# Gaussian processes and Bayesian optimization

In this assignment you will learn how to use <a href="http://sheffieldml.github.io/GPy/">GPy</a> and <a href="http://sheffieldml.github.io/GPyOpt/">GPyOpt</a> libraries to deal with gaussian processes. These libraries provide quite simple and inuitive interfaces for training and inference, and we will try to get familiar with them in a few tasks.

### Setup
Load auxiliary files and then install and import the necessary libraries.

In [None]:
import numpy as np
import GPy
import GPyOpt
import matplotlib.pyplot as plt
from sklearn.svm import SVR
import sklearn.datasets
from xgboost import XGBRegressor
from sklearn.model_selection import cross_val_score
import time
%matplotlib inline

## Gaussian processes: GPy (<a href="http://pythonhosted.org/GPy/">documentation</a>)

We will start with a simple regression problem, for which we will try to fit a Gaussian Process with RBF kernel.

In [None]:
def generate_points(n=25, noise_variance=0.0036):
    np.random.seed(777)
    X = np.random.uniform(-3., 3., (n, 1))
    y = np.sin(X) + np.random.randn(n, 1) * noise_variance**0.5
    return X, y
    
def generate_noise(n=25, noise_variance=0.0036):
    np.random.seed(777)
    X = np.random.uniform(-3., 3., (n, 1))
    y = np.random.randn(n, 1) * noise_variance**0.5
    return X, y

In [None]:
# Create data points
X, y = generate_points()
plt.plot(X, y, '.')
plt.show()

To fit a Gaussian Process, you will need to define a kernel. For Gaussian (GBF) kernel you can use `GPy.kern.RBF` function.
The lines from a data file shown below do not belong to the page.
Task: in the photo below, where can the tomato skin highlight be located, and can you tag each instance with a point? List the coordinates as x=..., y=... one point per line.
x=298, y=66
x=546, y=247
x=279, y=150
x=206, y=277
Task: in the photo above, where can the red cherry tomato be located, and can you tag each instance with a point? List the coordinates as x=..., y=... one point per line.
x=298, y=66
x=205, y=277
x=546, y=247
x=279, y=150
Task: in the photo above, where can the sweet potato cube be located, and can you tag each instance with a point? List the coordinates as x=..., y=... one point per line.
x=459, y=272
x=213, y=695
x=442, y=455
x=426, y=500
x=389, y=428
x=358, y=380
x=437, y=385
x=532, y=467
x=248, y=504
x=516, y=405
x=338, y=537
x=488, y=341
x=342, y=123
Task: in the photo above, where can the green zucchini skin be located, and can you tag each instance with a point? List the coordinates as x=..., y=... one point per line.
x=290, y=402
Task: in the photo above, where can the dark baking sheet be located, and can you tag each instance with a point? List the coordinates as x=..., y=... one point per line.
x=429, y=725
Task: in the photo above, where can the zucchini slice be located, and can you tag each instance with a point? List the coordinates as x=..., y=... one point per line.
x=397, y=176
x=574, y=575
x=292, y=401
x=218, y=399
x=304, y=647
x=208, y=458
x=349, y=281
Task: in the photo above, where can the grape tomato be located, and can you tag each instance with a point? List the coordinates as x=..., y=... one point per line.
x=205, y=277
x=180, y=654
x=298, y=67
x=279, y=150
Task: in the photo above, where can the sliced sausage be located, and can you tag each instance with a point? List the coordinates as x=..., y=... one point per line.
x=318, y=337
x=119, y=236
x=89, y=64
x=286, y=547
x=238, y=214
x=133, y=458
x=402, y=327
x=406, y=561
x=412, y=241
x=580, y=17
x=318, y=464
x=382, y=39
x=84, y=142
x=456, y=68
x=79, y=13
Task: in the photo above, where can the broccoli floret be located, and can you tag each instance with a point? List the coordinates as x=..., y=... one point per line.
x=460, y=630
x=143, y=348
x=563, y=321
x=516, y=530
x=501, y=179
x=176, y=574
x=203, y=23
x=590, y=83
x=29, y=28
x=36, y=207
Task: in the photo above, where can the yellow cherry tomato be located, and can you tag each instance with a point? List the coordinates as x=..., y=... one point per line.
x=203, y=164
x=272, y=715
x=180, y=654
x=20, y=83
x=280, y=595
<b> Task 1.1: </b> Create RBF kernel with variance 1.5 and length-scale parameter 2 for 1D samples and compute value of the kernel between points `X[5]` and `X[9]`. Submit a single number. 
<br><b>Hint:</b> use `.K` property of kernel object.

In [None]:
kernel = GPy.kern.RBF(input_dim=1, variance=1.5, lengthscale=2.0) ### YOUR CODE HERE
kernel_59 = kernel.K(X[5].reshape((1,1)), X[9].reshape((1,1)))[0,0]
kernel_59

<b> Task 1.2: </b> Fit GP into generated data. Use kernel from previous task. Submit predicted mean and vairance at position $x=1$.
<br><b>Hint:</b> use `GPy.models.GPRegression` class.

In [None]:
model = GPy.models.GPRegression(X,y, kernel=kernel)### YOUR CODE HERE
inference = model.predict(np.array([[1]]))
mean = np.asscalar(inference[0])### YOUR CODE HERE
variance = np.asscalar(inference[1])### YOUR CODE HERE
mean, variance

In [None]:
model.plot()
plt.show()

We see that the model didn't fit the data quite well. Let's try to fit kernel and noise parameters automatically as discussed in the lecture! You can see the current parameters below:

In [None]:
model

<b> Task 1.3: </b> Optimize length-scale, variance and noise component of the model and submit optimal length-scale value of the kernel. 
<br><b>Hint:</b> Use `.optimize()` function of the model and `.lengthscale` property of the kernel.

In [None]:
model.optimize(max_iters=500)
kernel.lengthscale

In [None]:
model.plot()
plt.show()

As you see, the process generates outputs just right. Let's see if GP can figure out itself when we try to fit it into noise or signal.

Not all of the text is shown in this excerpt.